I wrote a program, which computes the flow shop scheduling problem.
I need help with optimizing the slowest parts of my program:
Firstly there is array 2D array allocation:
this->_perm = new Chromosome*[f];
//... for (...)
this->_perm[i] = new Chromosome[fM1];
It works just fine, but a problem occurs, when I try to delete array:
delete [] _perm[i];
It takes extremely long to execute line above. Chromosome is array of about 300k elements - allocating it takes less than a second but deleting takes far more than a minute.
I would appreciate any suggestions of improving delete part.
On a general note, you should never manually manage memory in C++. This will lead to leaks, double-deletions and all kinds of nasty inconveniences. Use proper resource-handling classes for this. For example, std::vector is what you should use for managing a dynamically allocated array.
To get back to your problem at hand, you first need to know what delete [] _perm[i] does: It calls the destructor for every Chromosome object in that array and then frees the memory. Now you do this in a loop, which means this will call all Chromosome destructors and perform f deallocations. As was already mentioned in a comment to your question, it is very likely that the Chromosome destructor is the actual culprit. Try to investigate that.
You can, however, change your memory handling to improve the speed of allocation and deallocation. As Nawaz has shown, you could allocate one big chunk of memory and use that. I'd use a std::vector for a buffer:
void f(std::size_t row, std::size_t col)
{
int sizeMemory = sizeof(Chromosome) * row * col;
std::vector<unsigned char> buffer(sizeMemory); //allocation of memory at once!

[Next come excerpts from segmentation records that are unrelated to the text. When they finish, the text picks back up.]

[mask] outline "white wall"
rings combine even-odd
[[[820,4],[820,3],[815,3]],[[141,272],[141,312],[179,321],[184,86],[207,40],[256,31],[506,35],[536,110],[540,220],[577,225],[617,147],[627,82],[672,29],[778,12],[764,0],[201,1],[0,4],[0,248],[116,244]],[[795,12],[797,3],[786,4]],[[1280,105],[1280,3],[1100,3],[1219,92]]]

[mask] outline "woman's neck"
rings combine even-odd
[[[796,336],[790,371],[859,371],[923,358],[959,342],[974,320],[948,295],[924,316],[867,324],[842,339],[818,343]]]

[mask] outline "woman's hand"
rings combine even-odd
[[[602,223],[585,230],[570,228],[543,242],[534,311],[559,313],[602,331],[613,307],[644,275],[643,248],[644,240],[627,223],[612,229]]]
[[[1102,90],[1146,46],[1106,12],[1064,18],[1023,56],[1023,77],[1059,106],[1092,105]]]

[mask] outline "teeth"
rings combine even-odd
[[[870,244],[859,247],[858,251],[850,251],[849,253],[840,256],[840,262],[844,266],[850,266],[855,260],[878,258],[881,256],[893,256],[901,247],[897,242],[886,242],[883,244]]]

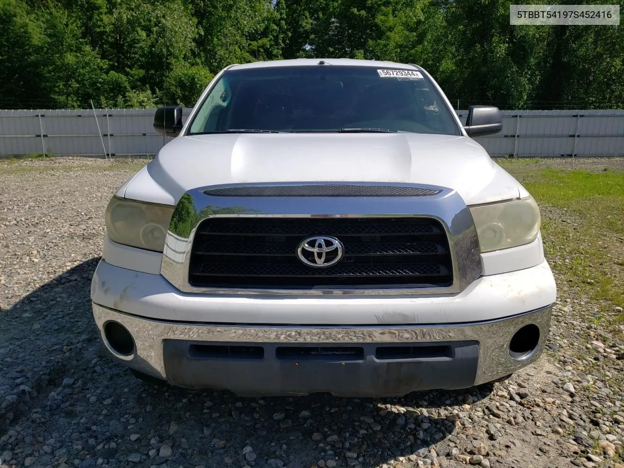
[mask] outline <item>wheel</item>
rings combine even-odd
[[[159,379],[157,377],[154,377],[154,376],[150,376],[148,374],[145,374],[142,372],[137,371],[136,369],[130,369],[130,371],[132,373],[132,375],[140,381],[146,382],[149,384],[152,384],[152,385],[159,385],[163,386],[167,384],[167,382],[162,379]]]

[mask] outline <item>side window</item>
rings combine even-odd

vector<Chromosome*> chromosomes(row);
// use algorithm as shown by Nawaz
std::size_t j = 0 ;
for(std::size_t i = 0 ; i < row ; i++ )
{
//...
}
make_baby(chromosomes); //use chromosomes
in_place_destruct(chromosomes.begin(), chromosomes.end());
// automatic freeing of memory holding pointers in chromosomes
// automatic freeing of buffer memory
}
template< typename InpIt >
void in_place_destruct(InpIt begin, InpIt end)
{
typedef std::iterator_traits<InpIt>::value_type value_type; // to call dtor
while(begin != end)
(begin++)->~value_type(); // call dtor
}
However, despite handling all memory through std::vector this still is not fully exception-safe, as it needs to call the Chromosome destructors explicitly. (If make_baby() throws an exception, the function f() will be aborted early. While the destructors of the vectors will delete their content, one only contains pointers, and the other treats its content as raw memory. No guard is watching over the actual objects created in that raw memory.)
The best solution I can see is to use a one-dimensional arrays wrapped in a class that allows two-dimensional access to the elements in that array. (Memory is one-dimensional, after all, on current hardware, so the system is already doing this.) Here's a sketch of that:
class chromosome_matrix {
public:
chromosome_matrix(std::size_t row, std::size_t col)
: row_(row), col_(col), data_(row*col)
{
// data_ contains row*col constructed Chromosome objects
}
// note needed, compiler generated dtor will do the right thing
//~chromosome_matrix()
// these rely on pointer arithmetic to access a column
Chromosome* operator[](std::size_t row) {return &data_[row*col_];}
const Chromosome* operator[](std::size_t row) const {return &data_[row*col_];}
private:
std::size_t row_;
std::size_t col_;
std::vector<chromosomes> data_
};
void f(std::size_t row, std::size_t col)
{
chromosome_matrix cm(row, col);
Chromosome* column = ch[0]; // get a whole column
Chromosome& chromosome1 = column[0]; // get one object
Chromosome& chromosome2 = cm[1][2]; // access object directly
// make baby
}
check your destructors.
If you were allocating a built-in type (eg an int) then allocating 300,000 of them would be more expensive than the corresponding delete. But that's a relative term, 300k allocated in a single block is pretty fast.
As you're allocating 300k Chromosomes, the allocator has to allocate 300k * sizeof the Chromosome object, and as you say its fast - I can't see it doing much beside just that (ie the constructor calls are optimised into nothingness)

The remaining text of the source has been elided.